7. Indian pariah dog
Perhaps one of the most primitive and ancient breeds of dog known to humans, Indian Pariah dogs bear resemblance to Australian Dingo or African Basenji and have no trace of genetic tweaking or modification from the human side. They are best suited for the harshness of the Indian tropical climate and thrive at way less as compared to foreign breeds.
Their immunity is way stronger as compared to foreign breeds and they don’t suffer from inbreeding-related disorders such as hip dysplasia. They also make for amazing pets – easy to maintain and train!
8. Kashmiri Sheep Dog/ Bakharwal
These mountain dogs are an ancient breed of working dogs found in the state of Jammu and Kashmir. Scientists believe that these may be amongst the oldest herding dogs having origins in Central Asia.
They are bred by nomadic tribes as livestock guardian dogs and settlement protectors.
9. Chippiparai / Kanni
Chippiparai are easy-to-train dogs from Tamilnadu who were bred by the royal families of Virudhnagar as hunting dogs and to protect their estates. They are medium-sized dogs having a reddish-brown-black tinted coat with limited white markings. One of their distinctive features is a long curved tail.
Depending on their coat colour, they are sometimes also referred to as “Kanni,” which means “pure”.
These adorably cute, short-haired dogs are predominantly found in the Kurnool district of Andhra Pradesh and some places in Madhya Pradesh. They have historical ties with the legendary Vijaynagar Empire and were used for hunting.
If you are looking to adopt a dog, Indian breeds are a great option.
PM Modi appeals to people to adopt Indian dog breeds
During Prime Minister Narendra Modi’s monthly ‘Mann ki Baat’ radio address on Sunday, August 30th, he encouraged Indians to adopt Indian breeds if planning for pets.
“I have been told that Indian breed dogs are very good and capable. Among the Indian breeds, Mudhol hound and Himachali hound are of excellent pedigree. Rajapalayam, Kanni, Chippiparai and Combai are also fabulous Indian breeds. They cost less to raise and are better adapted to the Indian environment and surroundings”

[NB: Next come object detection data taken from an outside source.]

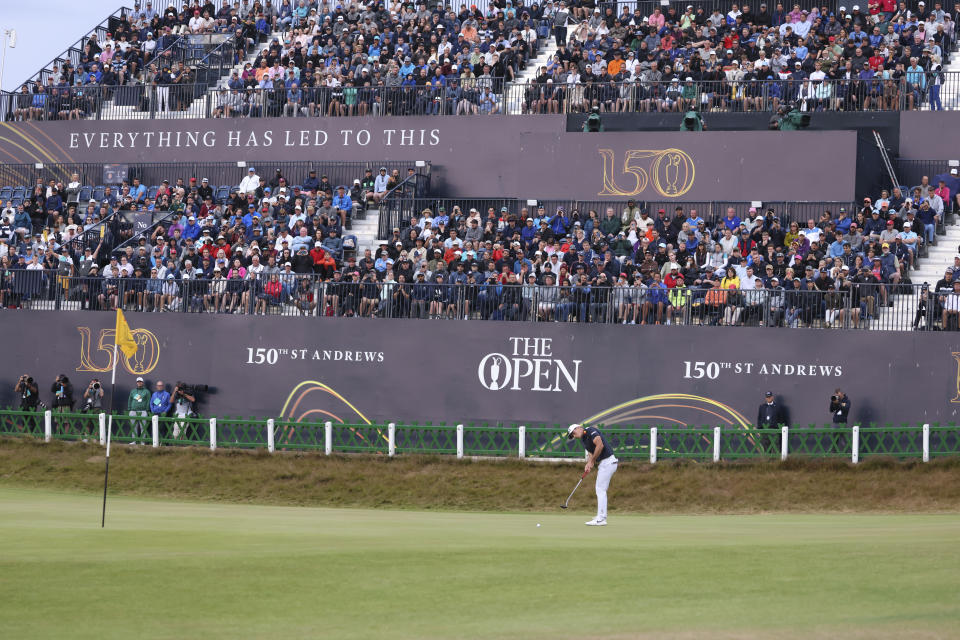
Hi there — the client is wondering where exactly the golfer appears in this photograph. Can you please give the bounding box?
[567,424,617,527]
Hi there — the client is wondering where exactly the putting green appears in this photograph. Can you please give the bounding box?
[0,488,960,640]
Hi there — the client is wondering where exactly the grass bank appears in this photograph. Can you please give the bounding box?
[0,439,960,514]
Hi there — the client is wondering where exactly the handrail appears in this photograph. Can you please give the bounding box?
[17,5,132,89]
[0,272,936,332]
[0,408,960,464]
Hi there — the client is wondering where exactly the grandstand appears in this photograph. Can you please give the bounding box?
[0,0,960,330]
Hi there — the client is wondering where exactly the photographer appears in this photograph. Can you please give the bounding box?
[830,389,850,424]
[171,382,197,438]
[127,377,150,444]
[50,373,73,413]
[14,374,40,411]
[80,378,103,413]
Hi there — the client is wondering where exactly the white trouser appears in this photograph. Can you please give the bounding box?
[127,410,147,439]
[597,456,617,520]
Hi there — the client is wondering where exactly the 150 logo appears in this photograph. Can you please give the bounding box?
[597,149,696,198]
[77,327,160,376]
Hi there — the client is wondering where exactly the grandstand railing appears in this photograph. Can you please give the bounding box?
[13,6,132,91]
[0,276,944,331]
[0,161,422,199]
[596,0,924,18]
[503,72,960,115]
[7,72,960,122]
[0,410,960,464]
[379,198,856,238]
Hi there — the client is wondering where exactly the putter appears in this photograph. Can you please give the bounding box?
[560,471,587,509]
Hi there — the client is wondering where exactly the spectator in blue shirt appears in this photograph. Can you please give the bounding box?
[183,216,201,240]
[550,207,570,236]
[723,207,741,233]
[150,380,170,416]
[331,185,353,226]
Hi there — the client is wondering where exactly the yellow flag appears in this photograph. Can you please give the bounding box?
[115,309,137,358]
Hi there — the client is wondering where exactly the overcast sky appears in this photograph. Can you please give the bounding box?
[0,0,123,91]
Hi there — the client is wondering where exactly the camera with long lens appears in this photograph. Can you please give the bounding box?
[177,382,210,398]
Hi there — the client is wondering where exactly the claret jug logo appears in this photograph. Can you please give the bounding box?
[477,338,583,392]
[77,327,160,376]
[597,149,696,198]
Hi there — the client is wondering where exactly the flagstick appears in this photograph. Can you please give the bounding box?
[100,339,117,529]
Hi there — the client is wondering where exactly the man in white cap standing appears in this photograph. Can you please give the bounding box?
[567,424,617,527]
[127,376,150,444]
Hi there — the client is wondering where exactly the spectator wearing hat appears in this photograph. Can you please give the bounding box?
[757,391,788,430]
[237,167,263,197]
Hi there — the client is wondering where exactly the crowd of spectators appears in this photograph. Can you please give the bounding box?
[209,0,549,117]
[0,167,416,311]
[8,0,549,119]
[7,0,960,119]
[522,0,960,113]
[0,162,960,326]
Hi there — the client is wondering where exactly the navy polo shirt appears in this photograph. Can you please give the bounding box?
[580,427,613,462]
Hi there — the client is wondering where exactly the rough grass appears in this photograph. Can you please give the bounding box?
[0,438,960,514]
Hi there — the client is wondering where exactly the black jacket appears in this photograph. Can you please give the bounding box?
[757,401,787,428]
[830,396,850,424]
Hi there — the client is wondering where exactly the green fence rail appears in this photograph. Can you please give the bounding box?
[0,410,960,463]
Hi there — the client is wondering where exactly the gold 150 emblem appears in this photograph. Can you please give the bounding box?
[77,327,160,376]
[597,149,696,198]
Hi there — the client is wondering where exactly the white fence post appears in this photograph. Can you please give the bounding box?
[850,426,860,464]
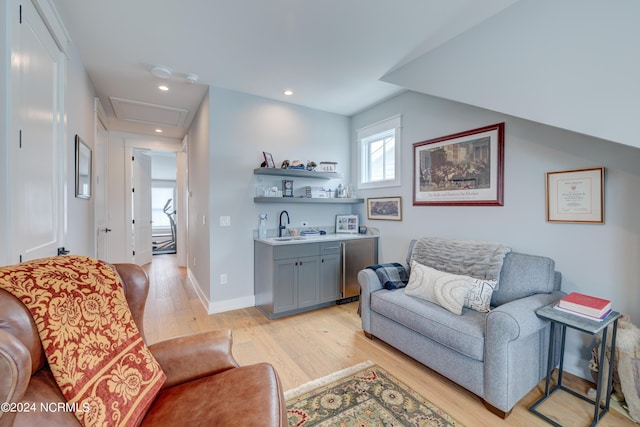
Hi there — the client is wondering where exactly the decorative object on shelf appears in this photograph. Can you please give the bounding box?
[289,160,305,170]
[304,185,329,199]
[316,162,338,172]
[367,196,402,221]
[258,214,269,239]
[546,167,604,224]
[282,179,293,197]
[76,135,91,199]
[262,151,276,168]
[336,215,359,234]
[253,167,342,179]
[413,123,504,206]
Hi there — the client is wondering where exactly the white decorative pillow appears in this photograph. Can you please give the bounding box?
[464,278,498,313]
[404,261,472,315]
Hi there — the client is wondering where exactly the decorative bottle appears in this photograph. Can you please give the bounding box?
[258,214,269,239]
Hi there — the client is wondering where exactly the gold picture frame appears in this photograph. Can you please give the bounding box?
[546,167,604,224]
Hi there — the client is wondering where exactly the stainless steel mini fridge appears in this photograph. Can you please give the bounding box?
[338,237,378,304]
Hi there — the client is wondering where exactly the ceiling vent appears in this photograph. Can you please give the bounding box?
[111,97,189,128]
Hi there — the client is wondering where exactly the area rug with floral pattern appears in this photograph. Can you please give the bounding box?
[285,362,463,427]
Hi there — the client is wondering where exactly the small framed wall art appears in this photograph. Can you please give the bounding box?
[336,215,358,234]
[546,167,604,224]
[367,196,402,221]
[75,135,91,199]
[262,151,276,168]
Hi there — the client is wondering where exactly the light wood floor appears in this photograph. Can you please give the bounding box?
[145,255,638,427]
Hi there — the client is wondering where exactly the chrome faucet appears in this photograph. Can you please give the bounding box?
[278,211,291,237]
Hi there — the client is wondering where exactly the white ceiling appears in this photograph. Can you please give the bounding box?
[51,0,517,138]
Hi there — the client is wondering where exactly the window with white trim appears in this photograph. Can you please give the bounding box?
[356,115,402,189]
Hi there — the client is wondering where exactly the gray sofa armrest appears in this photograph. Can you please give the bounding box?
[358,268,382,333]
[484,291,564,412]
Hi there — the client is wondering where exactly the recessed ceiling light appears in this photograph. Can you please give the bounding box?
[151,65,173,79]
[184,73,200,84]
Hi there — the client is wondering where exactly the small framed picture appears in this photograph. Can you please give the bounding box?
[262,151,276,168]
[282,179,293,197]
[546,167,604,224]
[336,215,359,234]
[367,196,402,221]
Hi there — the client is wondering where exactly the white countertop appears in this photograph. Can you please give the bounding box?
[255,233,380,246]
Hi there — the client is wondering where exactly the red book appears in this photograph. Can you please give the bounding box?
[558,292,611,318]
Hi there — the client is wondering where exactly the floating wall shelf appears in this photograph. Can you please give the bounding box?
[253,168,342,179]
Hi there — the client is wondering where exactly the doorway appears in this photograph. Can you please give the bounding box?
[150,151,178,255]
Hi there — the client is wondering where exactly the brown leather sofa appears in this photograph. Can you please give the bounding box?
[0,264,287,427]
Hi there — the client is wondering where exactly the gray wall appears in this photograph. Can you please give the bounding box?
[351,92,640,376]
[187,93,212,300]
[382,0,640,147]
[205,88,350,311]
[64,45,96,256]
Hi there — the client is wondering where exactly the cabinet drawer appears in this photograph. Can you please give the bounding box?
[320,242,341,255]
[273,243,320,259]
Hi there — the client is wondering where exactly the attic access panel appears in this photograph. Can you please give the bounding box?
[110,97,189,128]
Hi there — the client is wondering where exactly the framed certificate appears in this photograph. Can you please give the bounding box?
[546,167,604,224]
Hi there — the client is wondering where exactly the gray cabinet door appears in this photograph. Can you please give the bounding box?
[273,258,298,313]
[298,256,320,308]
[320,253,341,303]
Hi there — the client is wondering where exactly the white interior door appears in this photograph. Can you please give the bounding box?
[93,106,111,262]
[131,150,153,265]
[10,2,64,261]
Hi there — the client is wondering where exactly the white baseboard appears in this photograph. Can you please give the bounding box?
[187,269,256,314]
[207,295,256,314]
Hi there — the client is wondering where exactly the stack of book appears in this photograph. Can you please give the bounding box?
[556,292,611,321]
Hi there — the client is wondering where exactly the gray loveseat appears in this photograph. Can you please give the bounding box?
[358,238,564,418]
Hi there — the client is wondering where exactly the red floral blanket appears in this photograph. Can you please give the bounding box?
[0,256,166,426]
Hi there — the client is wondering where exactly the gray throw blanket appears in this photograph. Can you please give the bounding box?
[411,237,511,290]
[367,262,409,290]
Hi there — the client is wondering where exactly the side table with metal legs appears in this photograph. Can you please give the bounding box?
[529,303,620,427]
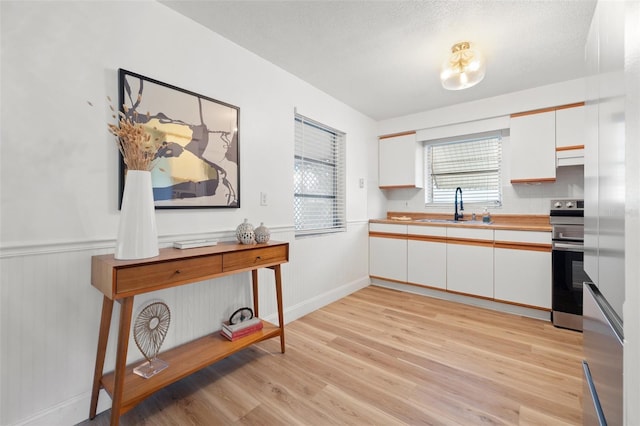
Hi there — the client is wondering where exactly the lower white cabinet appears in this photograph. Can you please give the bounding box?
[447,227,493,298]
[369,223,407,282]
[407,225,447,289]
[494,230,552,309]
[369,223,551,309]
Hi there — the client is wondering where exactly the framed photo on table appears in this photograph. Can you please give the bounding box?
[119,69,240,209]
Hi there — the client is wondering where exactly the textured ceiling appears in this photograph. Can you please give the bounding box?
[161,0,595,120]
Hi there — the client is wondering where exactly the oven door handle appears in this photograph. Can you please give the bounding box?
[552,241,584,253]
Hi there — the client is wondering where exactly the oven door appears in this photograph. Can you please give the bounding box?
[551,241,589,330]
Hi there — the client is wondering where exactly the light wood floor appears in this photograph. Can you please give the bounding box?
[82,286,582,426]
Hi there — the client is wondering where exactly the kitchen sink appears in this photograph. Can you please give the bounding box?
[416,219,493,225]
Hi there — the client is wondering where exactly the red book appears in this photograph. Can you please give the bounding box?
[220,321,263,341]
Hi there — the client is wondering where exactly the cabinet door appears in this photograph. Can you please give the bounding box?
[447,243,493,298]
[509,111,556,183]
[369,223,407,282]
[556,106,587,148]
[369,237,407,282]
[407,226,447,289]
[556,106,587,167]
[447,227,493,298]
[494,230,552,309]
[494,248,551,309]
[378,133,424,188]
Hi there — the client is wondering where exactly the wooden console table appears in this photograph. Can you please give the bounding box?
[89,241,289,425]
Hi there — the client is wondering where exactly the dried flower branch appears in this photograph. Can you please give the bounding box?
[107,97,162,170]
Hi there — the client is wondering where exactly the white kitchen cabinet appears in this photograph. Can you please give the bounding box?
[369,223,407,282]
[378,132,424,189]
[447,227,493,298]
[494,230,552,309]
[556,103,587,167]
[407,225,447,290]
[509,110,556,183]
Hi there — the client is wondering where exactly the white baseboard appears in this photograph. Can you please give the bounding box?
[278,275,371,323]
[13,390,111,426]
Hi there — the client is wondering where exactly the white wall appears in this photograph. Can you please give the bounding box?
[624,1,640,425]
[0,1,383,425]
[378,79,585,217]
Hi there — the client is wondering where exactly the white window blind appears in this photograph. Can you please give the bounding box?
[293,114,346,236]
[425,135,502,205]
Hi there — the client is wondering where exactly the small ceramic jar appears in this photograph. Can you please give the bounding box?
[236,219,256,244]
[254,222,271,243]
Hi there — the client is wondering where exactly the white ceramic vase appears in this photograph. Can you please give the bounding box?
[115,170,159,260]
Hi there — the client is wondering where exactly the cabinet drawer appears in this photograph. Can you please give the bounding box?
[369,223,407,235]
[222,246,287,272]
[116,254,222,294]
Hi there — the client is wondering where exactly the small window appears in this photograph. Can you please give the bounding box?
[425,135,502,206]
[293,114,346,236]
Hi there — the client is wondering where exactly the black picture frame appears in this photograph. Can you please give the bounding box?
[118,69,240,209]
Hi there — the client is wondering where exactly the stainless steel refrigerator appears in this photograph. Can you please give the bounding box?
[583,1,625,425]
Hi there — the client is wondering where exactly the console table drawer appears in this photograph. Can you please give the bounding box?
[222,245,288,271]
[116,254,222,293]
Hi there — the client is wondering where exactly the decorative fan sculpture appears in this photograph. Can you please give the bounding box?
[133,302,171,379]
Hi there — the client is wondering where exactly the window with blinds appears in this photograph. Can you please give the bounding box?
[293,114,346,236]
[425,135,502,205]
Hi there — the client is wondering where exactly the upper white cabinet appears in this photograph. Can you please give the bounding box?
[556,103,587,167]
[510,110,556,183]
[378,132,424,189]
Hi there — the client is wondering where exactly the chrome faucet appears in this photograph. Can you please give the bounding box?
[453,187,464,220]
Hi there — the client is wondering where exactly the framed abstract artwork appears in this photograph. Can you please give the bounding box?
[119,69,240,209]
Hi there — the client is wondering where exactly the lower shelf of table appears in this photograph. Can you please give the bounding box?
[101,321,281,414]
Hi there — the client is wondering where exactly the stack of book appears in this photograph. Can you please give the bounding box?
[220,317,262,341]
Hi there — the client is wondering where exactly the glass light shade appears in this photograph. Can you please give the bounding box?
[440,41,487,90]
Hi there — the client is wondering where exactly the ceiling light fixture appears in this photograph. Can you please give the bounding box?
[440,41,487,90]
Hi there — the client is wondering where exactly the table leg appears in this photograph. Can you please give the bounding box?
[251,269,260,317]
[273,265,284,353]
[111,296,133,426]
[89,296,113,420]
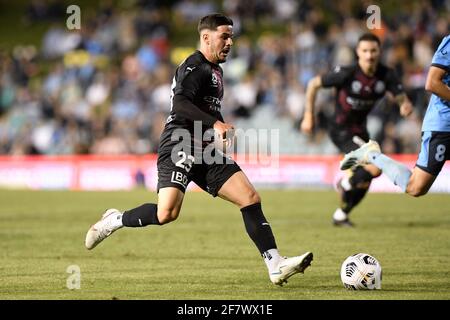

He further added how native dogs in India are actively being deployed to thwart terror attacks.
“Now, our security agencies are also inducting these Indian breed dogs as part of their security squad. In the recent past, Mudhol Hound dogs have been trained and inducted into the dog squad of the army, CISF and NSG; Kombai dogs have been included by the CRPF. Research on the Indian breed dogs is also being done by the Indian Council of Agriculture Research with the aim to make them better and more beneficial.”